It’s an understandable decision, but Heijningen and Heisserer constantly miss the smart opportunities to call back to the original while still setting their movie apart.  Carpenter’s The Thing fills its cast with one-dimensional characters who probably never liked each other very much to begin with.  However, it allows us to project ourselves onto their situation and experience the terror vicariously.  There’s far more camaraderie at the Norwegian camp, but the new Thing doesn’t grow these relationships and seize the horror and despair of the subtext that nobody truly knows anyone.  This approach would also allow the filmmakers an opportunity to add new facets to the creature such as the limitations of imitating personality and memories.  Instead, we get too many characters, hardly any time to care about any of them, and we’re stuck with a lesser version of Carpenter’s movie.
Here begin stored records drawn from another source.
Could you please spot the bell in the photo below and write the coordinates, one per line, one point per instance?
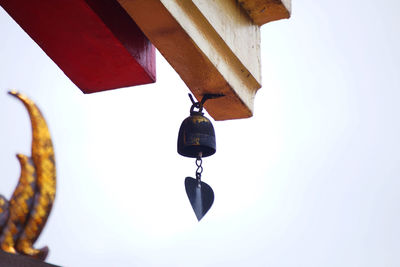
(196, 136)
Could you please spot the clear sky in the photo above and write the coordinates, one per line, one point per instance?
(311, 180)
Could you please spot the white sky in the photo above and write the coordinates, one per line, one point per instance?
(311, 180)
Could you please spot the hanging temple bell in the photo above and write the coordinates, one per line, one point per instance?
(196, 139)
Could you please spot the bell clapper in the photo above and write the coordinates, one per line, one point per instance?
(199, 170)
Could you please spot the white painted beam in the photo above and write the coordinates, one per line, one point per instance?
(213, 46)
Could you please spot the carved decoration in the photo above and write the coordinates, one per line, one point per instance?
(24, 216)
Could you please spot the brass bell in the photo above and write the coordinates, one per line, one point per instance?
(196, 135)
(196, 139)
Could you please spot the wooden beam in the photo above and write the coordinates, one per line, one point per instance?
(94, 42)
(212, 45)
(263, 11)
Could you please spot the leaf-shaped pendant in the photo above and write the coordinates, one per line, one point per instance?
(200, 195)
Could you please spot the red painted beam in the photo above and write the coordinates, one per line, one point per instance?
(94, 42)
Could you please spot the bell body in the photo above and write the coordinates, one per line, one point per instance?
(196, 135)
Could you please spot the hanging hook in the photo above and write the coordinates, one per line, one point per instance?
(200, 104)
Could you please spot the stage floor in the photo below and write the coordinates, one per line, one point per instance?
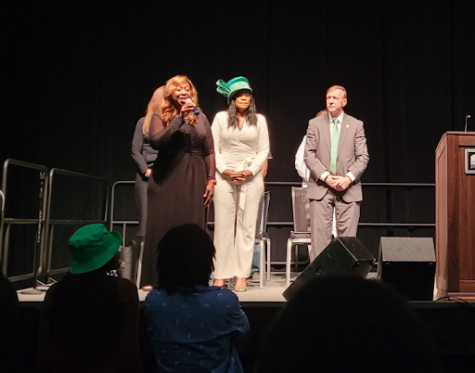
(270, 295)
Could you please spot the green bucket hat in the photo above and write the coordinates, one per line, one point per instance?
(92, 246)
(234, 85)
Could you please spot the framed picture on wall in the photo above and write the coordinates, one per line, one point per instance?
(470, 161)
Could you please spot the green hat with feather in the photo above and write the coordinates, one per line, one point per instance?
(230, 88)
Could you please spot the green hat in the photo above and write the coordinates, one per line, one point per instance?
(92, 246)
(230, 88)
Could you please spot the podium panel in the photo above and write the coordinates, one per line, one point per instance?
(455, 215)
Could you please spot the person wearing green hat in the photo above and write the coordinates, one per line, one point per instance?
(241, 143)
(89, 319)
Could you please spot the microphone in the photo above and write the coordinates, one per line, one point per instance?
(195, 110)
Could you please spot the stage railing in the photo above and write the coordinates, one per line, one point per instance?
(45, 225)
(51, 224)
(123, 223)
(7, 222)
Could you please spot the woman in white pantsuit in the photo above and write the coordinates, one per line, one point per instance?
(241, 145)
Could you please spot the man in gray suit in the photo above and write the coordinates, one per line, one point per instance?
(336, 155)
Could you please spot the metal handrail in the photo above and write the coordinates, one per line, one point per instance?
(124, 223)
(2, 196)
(4, 236)
(50, 224)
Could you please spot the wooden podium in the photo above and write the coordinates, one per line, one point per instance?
(455, 216)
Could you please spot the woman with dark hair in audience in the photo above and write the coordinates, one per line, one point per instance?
(89, 319)
(144, 156)
(341, 324)
(193, 326)
(183, 179)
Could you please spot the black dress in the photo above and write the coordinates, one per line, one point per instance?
(180, 173)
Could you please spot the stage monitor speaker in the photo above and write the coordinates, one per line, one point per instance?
(408, 264)
(344, 255)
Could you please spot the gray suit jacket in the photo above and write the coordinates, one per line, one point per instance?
(352, 155)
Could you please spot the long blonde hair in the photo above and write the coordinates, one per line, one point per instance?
(154, 106)
(169, 111)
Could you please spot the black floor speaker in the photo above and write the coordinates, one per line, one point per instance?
(344, 255)
(408, 264)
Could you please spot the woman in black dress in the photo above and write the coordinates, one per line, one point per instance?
(144, 156)
(183, 176)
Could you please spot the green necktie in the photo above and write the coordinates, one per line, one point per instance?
(334, 149)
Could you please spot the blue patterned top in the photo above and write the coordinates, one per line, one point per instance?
(193, 332)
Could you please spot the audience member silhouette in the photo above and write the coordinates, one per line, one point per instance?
(348, 324)
(89, 319)
(193, 326)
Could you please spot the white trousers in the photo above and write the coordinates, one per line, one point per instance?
(235, 219)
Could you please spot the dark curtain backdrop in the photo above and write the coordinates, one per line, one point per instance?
(76, 76)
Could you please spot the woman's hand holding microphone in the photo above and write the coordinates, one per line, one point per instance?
(236, 176)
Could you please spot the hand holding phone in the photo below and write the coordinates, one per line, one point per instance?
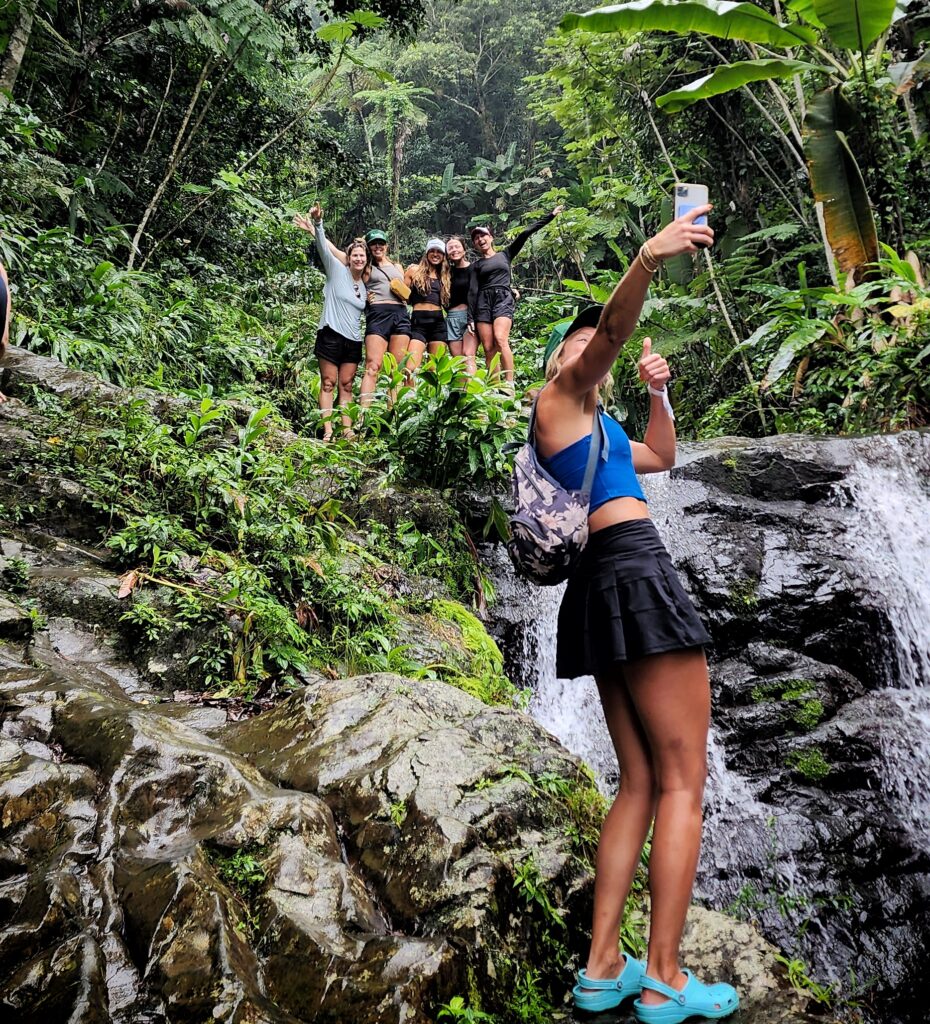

And if Heijningen couldn’t escape Carpenter, he should have imitated him.  It would be a risky move, but the concept at work is that this is the first half of one long movie (which is why they have the same title).  Heijningen has no problem briefly using Ennio Morricone’s terrific score, but then he gets composer Marco Beltrami to devise something new and heavy-handed.  Additionally, shooting on digital rather than film removes the texture and more importantly, the organic feel, of the movie.  Once again, Heijningen and Heisserer seem more enchanted by the sci-fi angle of the story rather than the horror, and they come up short on both.

This time around the alien goes for a more direct and less interesting approach to its victims, the paranoia and cynical themes are exchanged for jump scares and action scenes, and the third act is devoid of tension as we’re taken to a place we could not care less about.  However, some smart ideas manage to sneak through.  Kate Lloyd is a solid protagonist, there’s room for a new but equally terrifying and cynical subtext, and the opportunity to make the story feel like half of a larger narrative rather than making ties to the original an afterthought (half of the explanations come during the credits).  Unfortunately, at every turn, The Thing makes the wrong decision, fails both as a prequel and as a remake, and the result is a pointless and poor imitation.

Rating: C-

*Yes, I know that Carpenter’s film was based on The Thing from Another World and that in turn was an adaptation of John W. Campbell Jr.’s short story “Who Goes There?”